Adsorption of polyethylene-glycolated bovine serum albumin on macroporous and polymer-grafted anion exchangers

• PEGylation of BSA reduces AEX binding capacity and kinetics.
• Polymer-grafted AEX resin enhances capacity and kinetics.
• BSA and PEG-BSA transport mechanisms in AEX are explained.
• CLSM demonstrates displacement of PEG-BSA by BSA.

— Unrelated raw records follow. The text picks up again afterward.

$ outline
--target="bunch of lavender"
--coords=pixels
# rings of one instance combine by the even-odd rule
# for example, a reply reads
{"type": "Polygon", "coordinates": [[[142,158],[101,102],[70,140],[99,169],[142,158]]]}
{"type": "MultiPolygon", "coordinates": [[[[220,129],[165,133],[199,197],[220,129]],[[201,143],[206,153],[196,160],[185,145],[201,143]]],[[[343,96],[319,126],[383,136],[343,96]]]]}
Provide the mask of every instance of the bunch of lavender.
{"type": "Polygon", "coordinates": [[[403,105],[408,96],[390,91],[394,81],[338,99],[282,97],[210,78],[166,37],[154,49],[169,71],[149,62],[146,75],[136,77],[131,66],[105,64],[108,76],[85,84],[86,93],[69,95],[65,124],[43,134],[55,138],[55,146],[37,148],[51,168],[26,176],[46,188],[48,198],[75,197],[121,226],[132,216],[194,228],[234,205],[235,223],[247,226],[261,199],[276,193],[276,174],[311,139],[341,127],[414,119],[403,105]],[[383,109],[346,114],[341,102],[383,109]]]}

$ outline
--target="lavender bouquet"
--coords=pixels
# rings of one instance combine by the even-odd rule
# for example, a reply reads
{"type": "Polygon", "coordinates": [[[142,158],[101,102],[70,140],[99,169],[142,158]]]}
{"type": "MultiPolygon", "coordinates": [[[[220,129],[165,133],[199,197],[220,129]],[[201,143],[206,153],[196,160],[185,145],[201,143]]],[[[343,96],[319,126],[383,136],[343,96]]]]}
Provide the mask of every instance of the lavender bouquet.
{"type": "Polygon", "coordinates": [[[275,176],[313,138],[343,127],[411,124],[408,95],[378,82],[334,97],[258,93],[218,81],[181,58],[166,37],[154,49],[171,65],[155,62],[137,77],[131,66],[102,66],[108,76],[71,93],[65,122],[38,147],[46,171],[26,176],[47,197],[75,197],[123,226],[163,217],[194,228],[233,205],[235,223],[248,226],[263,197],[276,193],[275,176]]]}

The chromatographic and adsorptive properties of BSA and BSA conjugated with 10 and 30 kDa PEG polymers are determined for a macroporous anion exchanger (UNOsphere™ Diol Q) and for a polymer-grafted material having the same backbone matrix (Nuvia Q™). Chromatographic retention, adsorption capacity, and adsorption kinetics are enhanced in the polymer-grafted resin for both BSA and 10 kDa PEG-BSA as a result of interactions with the grafted polymers. However, the difference between the two resins diminishes for 30 kDa PEG-BSA indicating that size exclusion effects strongly affect binding in the polymer-grafted material for this larger conjugate. Images of intraparticle concentration profiles obtained by confocal scanning laser microscopy show that the transport mechanisms of both BSA and PEGylated BSA are very different in the two resins. The protein binding kinetics are dominated by ordinary pore diffusion and are essentially independent of the direction of transport for UNOsphere Diol Q as a result of its large pore size. Thus, for this material, displacement of PEGylated BSA by BSA is clearly evident at the intraparticle scale. On the other hand, the protein binding kinetics in Nuvia Q are consistent with a solid diffusion mechanism driven by the adsorbed protein concentration. For this material, protein transport is very fast for one component or two-component co-adsorption of BSA and PEGylated BSA but slows down dramatically for sequential adsorption of these species as a result of heightened diffusional hindrance when the two components counterdiffuse within the resin.